Hinkley Point C nuclear plant playing catch-up after further delay
The Hinkley Point C nuclear plant will not start generating electricity until June 2026 at the earliest and will cost an extra £500 million after the pandemic delayed work by six months.
EDF said that it now expected the Somerset plant to cost between £22 billion and £23 billion following the latest in a series of cost overruns. The budget was £18 billion when the project got the go-ahead in 2016.
The French energy group warned that the revised timetable and budget depended on it being able to get construction back up to normal after Easter. It also reiterated the previously announced risk of additional non-Covid delays of 15 months that could cost a further £700 million and would mean that the plant would not start generating power until September 2027.
EDF said that social distancing rules meant it was still having to limit the number of people on site and had therefore not been able to catch up on work postponed when the pandemic began last year.
Stuart Crooks, managing director of Hinkley Point C, said that the delay reflected “a health crisis, not an issue with construction” and that “the fundamentals of this project remain good”. He added that “none of this extra cost is carried by British consumers”.

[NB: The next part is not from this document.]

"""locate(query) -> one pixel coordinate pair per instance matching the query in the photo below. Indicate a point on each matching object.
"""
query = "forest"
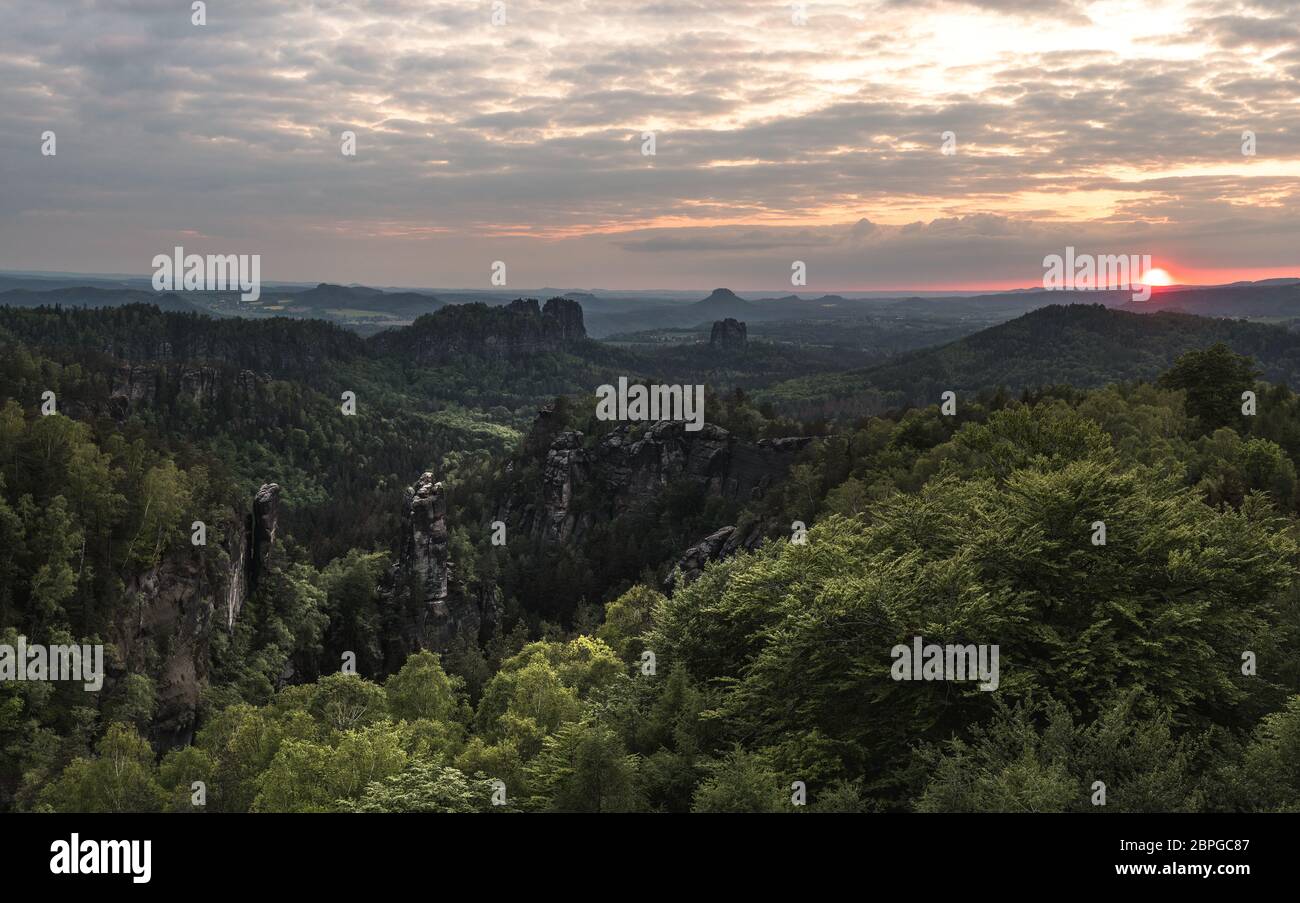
(1160, 661)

Hinkley Point C would be Britain’s first new nuclear plant in a generation and had been due to start up at the end of 2025. With a 3.2-gigawatt capacity, the twin-reactor project should be able to generate enough electricity to power up to seven million homes.
EDF reduced the number of people on site from 5,000 pre-pandemic to 2,000 during the first lockdown to allow for social distancing measures and also experienced delays in its supply chain as factories reduced their output. Numbers are back to 5,000 but it has not yet been able to raise the figure to 7,000 as it had hoped.

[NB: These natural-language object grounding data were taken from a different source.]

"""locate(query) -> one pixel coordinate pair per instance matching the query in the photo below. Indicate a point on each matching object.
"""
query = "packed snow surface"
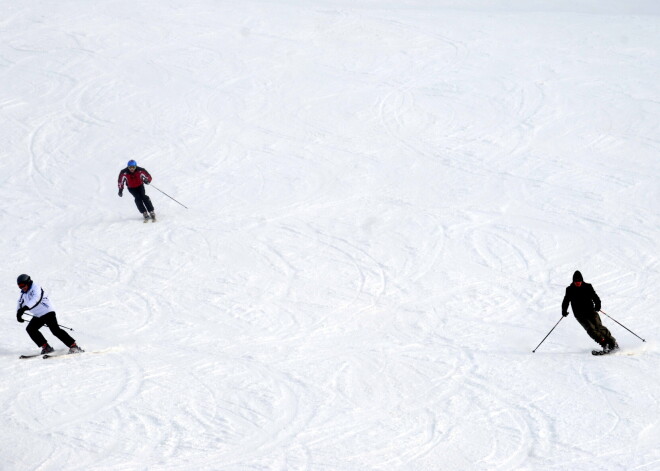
(386, 201)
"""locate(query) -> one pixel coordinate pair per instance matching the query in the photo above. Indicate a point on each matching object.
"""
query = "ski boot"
(45, 348)
(75, 349)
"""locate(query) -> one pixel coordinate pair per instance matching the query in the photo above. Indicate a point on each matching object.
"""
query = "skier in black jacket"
(586, 304)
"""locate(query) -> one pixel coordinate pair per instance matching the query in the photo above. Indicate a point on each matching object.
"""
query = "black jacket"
(584, 300)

Mr Crooks said: “Ten months after it began we are still facing the full force of the pandemic. This means we have not been able to bring on the extra people needed to catch up on work we postponed at the height of the crisis.”
He said this translated to a three-month delay to the schedule in 2020 and a further three months this year, assuming that construction returns to normal from the second quarter.
Critics had long questioned EDF’s pledges that it would deliver the plant “on time and on budget” given the cost blowouts and delays seen in the construction of the same reactor type elsewhere in the world. Even the 2025 start date was significantly behind EDF’s original ambitions: in 2007 it claimed that it would deliver a new nuclear plant by Christmas 2017.
The plant eventually got the go-ahead in 2016, thanks to a contract from the UK government which guarantees that consumers pay a high fixed price for the electricity it will generate. While the contract was criticised as too expensive, it did leave EDF and its partner CGN, the Chinese state nuclear group, responsible for any cost overruns. The government has begun negotiations with EDF on a different approach to support a proposed sister station at Sizewell in Suffolk in which the public would share the cost of overruns.
Kwasi Kwarteng, the business and energy secretary, said last week that new nuclear plants were “essential” as Britain’s energy system needed a “firm, stable source of power”.